Galata Rum Okulu - Fotoğraf: Sahir Uğur Eren

Galeri 77

Karaköy’de konumlanan çağdaş sanat galerisi Galeri 77, Skyroad ekibi olarak bizim zaten favori sanat duraklarımızdan biri. Haig Aivazian, Ola Hassanain, Mona Marzouk ve Dilek Winchester gibi sanatçılar, mekânda bireysel hafızalar ve toplumsal meseleler arasında bağ kuruyor.

Galeri 77 - Fotoğraf: Sahir Uğur Eren

Muradiye Han

İstanbul’un işgali sırasında Fransız güçleri tarafından kullanılan ve 2021’de restore edilen Muradiye Han, bu bienalde izleyiciyle farklı bir hafıza mekânı olarak buluşuyor. Ana Alonso’nun yerleştirmesiyle yapı, geçmişle bugünü buluşturan bir deneyim alanına dönüşüyor.
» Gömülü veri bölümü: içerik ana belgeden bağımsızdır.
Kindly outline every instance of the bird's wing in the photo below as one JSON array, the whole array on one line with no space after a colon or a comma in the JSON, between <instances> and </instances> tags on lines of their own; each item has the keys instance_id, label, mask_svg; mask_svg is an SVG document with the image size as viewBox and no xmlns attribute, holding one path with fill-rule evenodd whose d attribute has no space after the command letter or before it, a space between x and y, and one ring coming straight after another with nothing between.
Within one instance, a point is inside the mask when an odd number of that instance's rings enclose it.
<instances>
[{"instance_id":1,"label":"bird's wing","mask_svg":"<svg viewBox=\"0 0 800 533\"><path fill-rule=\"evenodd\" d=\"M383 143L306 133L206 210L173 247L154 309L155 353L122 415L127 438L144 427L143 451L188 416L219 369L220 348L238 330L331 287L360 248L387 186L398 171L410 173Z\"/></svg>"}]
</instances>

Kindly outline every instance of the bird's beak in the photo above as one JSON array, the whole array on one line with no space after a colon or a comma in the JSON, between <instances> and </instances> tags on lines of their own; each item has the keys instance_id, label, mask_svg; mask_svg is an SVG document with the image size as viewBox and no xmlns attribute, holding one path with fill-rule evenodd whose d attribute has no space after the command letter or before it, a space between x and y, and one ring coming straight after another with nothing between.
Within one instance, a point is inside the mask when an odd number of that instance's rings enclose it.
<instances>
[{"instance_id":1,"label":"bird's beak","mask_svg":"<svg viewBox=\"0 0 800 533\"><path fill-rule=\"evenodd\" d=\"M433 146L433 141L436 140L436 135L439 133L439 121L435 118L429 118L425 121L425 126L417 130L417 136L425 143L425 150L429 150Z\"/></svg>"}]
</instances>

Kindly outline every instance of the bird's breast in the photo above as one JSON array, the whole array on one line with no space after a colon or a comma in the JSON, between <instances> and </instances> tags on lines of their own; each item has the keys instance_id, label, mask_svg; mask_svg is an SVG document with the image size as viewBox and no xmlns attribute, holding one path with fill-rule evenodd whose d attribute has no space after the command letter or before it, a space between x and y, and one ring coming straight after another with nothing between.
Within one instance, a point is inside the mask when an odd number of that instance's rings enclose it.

Muradiye Han - Fotoğraf: Sahir Uğur Eren

Külah Fabrikası

Adını geçmişteki üretim işlevinden alan bu yapı, sanayi izlerini taşımaya devam ediyor. Bienal kapsamında, “emek” ve “üretim” temalarını irdeleyen sanat eserleriyle derinleşiyor. Doruntina Kastrati ve Claudia Pagès Rabal’ın işleri bu yapı içinde yer alıyor.

Külah Fabrikası - Fotoğraf: Sahir Uğur Eren

Zihni Han

Beyoğlu’nun gölgede kalmış hanlarından biri olan Zihni Han, bu bienalle birlikte ilk kez ziyaretçilere açılıyor. Merdiven boşluklarından iç avlusuna kadar her köşesi bir keşfe dönüşüyor. Performanslar, film gösterimleri ve sergilerle canlı bir sanat üssüne dönüşen mekânda şu sanatçıların eserleri yer alıyor: Abdullah Al Saadi, Willy Aractingi, Karimah Ashadu, Chen Ching-Yuan, Ian Davis, Celina Eceiza, Pélagie Gbaguidi, Rafik Greiss, Jasleen Kaur, Valentin Noujaïm, Marwan Rechmaoui, Stéphanie Saadé, Sara Sadik, Sohail Salem, Elif Saydam ve Selma Selman.

Zihni Han - Fotoğraf: Sahir Uğur Eren

Meclis-i Mebusan 35

Karaköy sahiline paralel uzanan Meclis-i Mebusan Caddesi üzerindeki 35 numaralı bina, bienalin daha sessiz ama etkileyici duraklarından. Zemin katında Eva Fàbregas, Pilar Quinteros ve VASKOS (Vassilis Noulas & Kostas Tzimoulis)’un eserleri sergileniyor.

Meclis-i Mebusan 35 - Fotoğraf: Sahir Uğur Eren

Bienalin devam ayağı

18. İstanbul Bienali Küratörü Christine Tohmé.

Alışıldık bienal takvimlerinin ötesinde bir yapıyla gelen 18. İstanbul Bienali, sergilerle sınırlı kalmayıp araştırma, üretim ve kamusal katılımı da içine alan çok yönlü bir yapıyla devam edecek. Bienalin ikinci ayağı 2026 yılında İstanbul Bienali Akademisi’nin kurulması ve sanat inisiyatiflerinin katılımıyla düzenlenecek kamusal programlarla devam edecek. Bienal 2027’deki üçüncü ve son ayağı kapsamında gerçekleştirilecek atölyeler, performanslar ve nihai bir sergiyle tamamlanacak.

Alışılmış bienal formatlarının dışına çıkan bu yapı, izleyiciye de farklı bir duruş öneriyor. Tümünü bir günde görme telaşı değil, parçaları sindirerek zaman içinde dönüp bakma cesareti istiyor. Üç yıla yayılacak bu deneyim, zamanla olan ilişkimizi de tartışmaya açıyor.